On November 23, 2020, President‑elect Joe Biden nominated Mayorkas for secretary of homeland security. The nomination received endorsements from the Fraternal Order of Police and several former secretaries. The Senate confirmed him on February 2, 2021, by a vote of 56–43. He was sworn in that same day by Vice President Kamala Harris.

During his tenure as secretary, U.S. Customs and Border Protection reported approximately ten million encounters with removable noncitizens nationwide. In fiscal year 2022, the agency recorded a record 2.2 million encounters at the U.S.–Mexico border, the highest in history, and estimated that 1.5 million “gotaways”—individuals who evaded capture—entered the United States during that period.

Mayorkas’s approach to immigration policy drew significant opposition from Republican lawmakers, particularly over his support for halting construction of the U.S.–Mexico border wall and advocating a pathway to citizenship for undocumented immigrants. In 2024, the House of Representatives impeached him on charges of dereliction of duty in a narrow vote of 214–213; this made him the first cabinet member to be impeached since William Belknap in 1876. An earlier impeachment vote had failed by one vote a week prior. The Senate subsequently dismissed the impeachment charges with a 51–49 vote on April 17, ending the process without a trial.

Legacy

Mayorkas’s career reflects extensive experience in federal law enforcement and immigration administration, culminating in his leadership of DHS during a period of heightened debate over border security and immigration reform. His tenure as USCIS director is noted for rapid implementation of DACA and humanitarian responses to international crises such as the Haiti earthquake. As secretary, he oversaw unprecedented levels of encounters at the U.S.–Mexico border and managed the agency’s response to large numbers of removals and “gotaways.”

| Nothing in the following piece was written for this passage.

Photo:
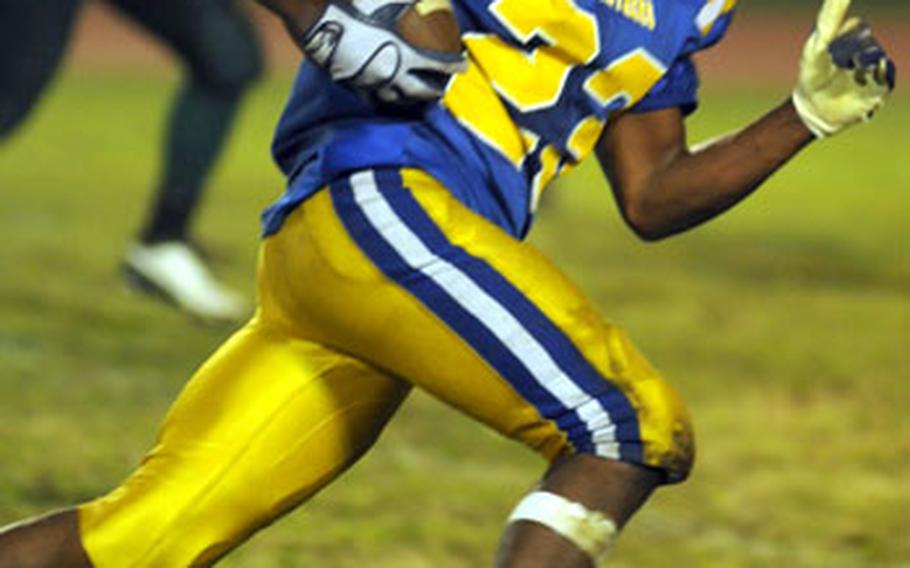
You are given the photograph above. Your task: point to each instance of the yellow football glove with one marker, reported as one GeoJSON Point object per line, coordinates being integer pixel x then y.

The impeachment proceedings against him were historic, marking the first time a cabinet secretary had faced that process in more than a century. While the Senate ultimately dismissed the charges, the episode underscored deep partisan divisions over homeland security policy.

Overall, Mayorkas’s service has been characterized by a blend of prosecutorial rigor, administrative leadership, and engagement with complex immigration issues. His impact on DHS operations, border enforcement statistics, and immigration policy debates continues to be referenced in discussions of U.S. national security and legal administration.